Das Wichtigste in Kürze

  • Der französische Präsident Emmanuel Macron und er selbst hätten mehrfach versucht, die Gespräche im Normandie-Format wieder neu in Fahrt zu bringen und mit der Ukraine und auch Russland dazu die notwendigen Kontakte aufgenommen, sagte Scholz.

«Wir sind sehr froh darüber, dass bald die Unterhändler aller vier Seiten auch wieder zusammenkommen, um vorbereitende Gespräche dafür aufzunehmen.» Die Verhandlungen im Normandie-Format liegen seit langem auf Eis. Zuletzt gab es ein Treffen auf Chefebene 2019 in Paris.

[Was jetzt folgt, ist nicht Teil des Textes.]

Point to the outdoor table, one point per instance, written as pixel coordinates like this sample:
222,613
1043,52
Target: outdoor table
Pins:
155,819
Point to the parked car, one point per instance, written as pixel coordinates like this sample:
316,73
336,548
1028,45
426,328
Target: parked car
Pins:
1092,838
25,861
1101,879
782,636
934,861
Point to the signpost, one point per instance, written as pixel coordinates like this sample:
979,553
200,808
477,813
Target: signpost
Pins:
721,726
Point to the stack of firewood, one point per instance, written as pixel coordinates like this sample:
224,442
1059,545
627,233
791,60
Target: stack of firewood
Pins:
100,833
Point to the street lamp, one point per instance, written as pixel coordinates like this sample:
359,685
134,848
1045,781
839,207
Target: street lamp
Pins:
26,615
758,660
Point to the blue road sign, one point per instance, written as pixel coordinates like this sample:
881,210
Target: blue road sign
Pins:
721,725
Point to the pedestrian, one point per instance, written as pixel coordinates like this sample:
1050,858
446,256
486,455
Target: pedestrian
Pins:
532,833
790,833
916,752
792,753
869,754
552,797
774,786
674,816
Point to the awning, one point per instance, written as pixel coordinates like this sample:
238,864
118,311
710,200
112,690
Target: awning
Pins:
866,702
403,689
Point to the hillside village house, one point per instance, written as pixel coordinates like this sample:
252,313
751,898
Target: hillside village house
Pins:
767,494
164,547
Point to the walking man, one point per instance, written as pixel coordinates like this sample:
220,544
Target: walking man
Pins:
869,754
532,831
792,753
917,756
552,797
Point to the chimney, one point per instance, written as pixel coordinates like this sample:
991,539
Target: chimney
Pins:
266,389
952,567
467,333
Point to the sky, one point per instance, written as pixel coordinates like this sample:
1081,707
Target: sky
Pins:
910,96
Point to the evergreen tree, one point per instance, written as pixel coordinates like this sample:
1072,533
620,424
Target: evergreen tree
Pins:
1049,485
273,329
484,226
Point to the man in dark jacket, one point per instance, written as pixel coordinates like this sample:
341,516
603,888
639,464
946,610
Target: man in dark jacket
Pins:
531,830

Es sei in den Verhandlungen in dieser Woche klar gemacht worden, dass es schwerwiegende Konsequenzen für Russland haben würde, wenn es zu einer militärischen Aggression käme, sagte Scholz. Es gehe darum, genau das zu verhindern. Deshalb sei es wichtig, dass es sehr viele Gesprächsformate gebe, sagte der Kanzler angesichts der Verhandlungen zwischen den USA und Russland, den Beratungen im Nato-Russland-Rat und in der Organisation für Sicherheit und Zusammenarbeit in Europa (OSZE). «Schwer ist es, das kann jeder beobachten, aber notwendig ist es gleichermassen», zog er eine Zwischenbilanz.

Die USA werfen Russland einen Truppenaufbau in Gebieten an der Grenze zur Ukraine vor. Befürchtet wird, dass russische Soldaten in der Ex-Sowjetrepublik einmarschieren könnten. Russland bestreitet solche Pläne.

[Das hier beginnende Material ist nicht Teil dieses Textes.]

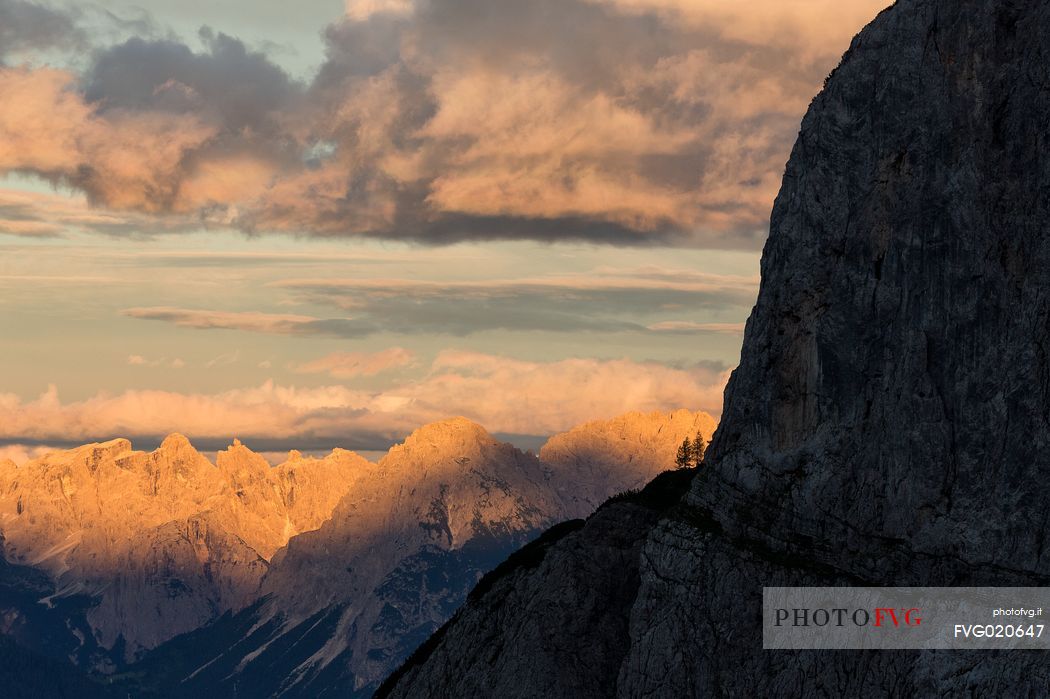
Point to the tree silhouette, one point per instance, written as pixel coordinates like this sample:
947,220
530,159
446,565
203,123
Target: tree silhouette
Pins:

Auf die Frage, welche Botschaft er Aussenministerin Annalena Baerbock (Grüne) für deren Besuch in Moskau an diesem Dienstag mitgebe, sagte Scholz, die Bundesregierung sei «sehr intensiv gemeinsam unterwegs», um die Ziele der Verhandlungen zu erreichen. «Die Aussenministerin und ich arbeiten da sehr eng zusammen», ergänzte er.

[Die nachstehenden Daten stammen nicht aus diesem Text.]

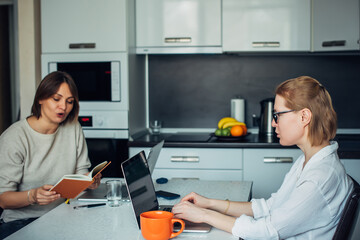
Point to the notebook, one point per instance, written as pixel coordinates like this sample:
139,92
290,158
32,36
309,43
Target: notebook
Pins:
99,194
142,191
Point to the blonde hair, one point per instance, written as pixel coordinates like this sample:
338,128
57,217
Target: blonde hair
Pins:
306,92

Rutte sagte, es sei sehr wichtig, dass auch Europa in den grossen geopolitischen Fragen selbstbewusst eine selbstständige Rolle spielen könne. Europa müsse ein Spieler und dürfe nicht nur Spielfeld sein. Er hoffe, dass die Verhandlungen zu einer Deeskalation der Spannung führen würden. Es sei aber weiterhin wichtig, gleichzeitig über Sanktionen nachzudenken, wenn es dazu nicht komme.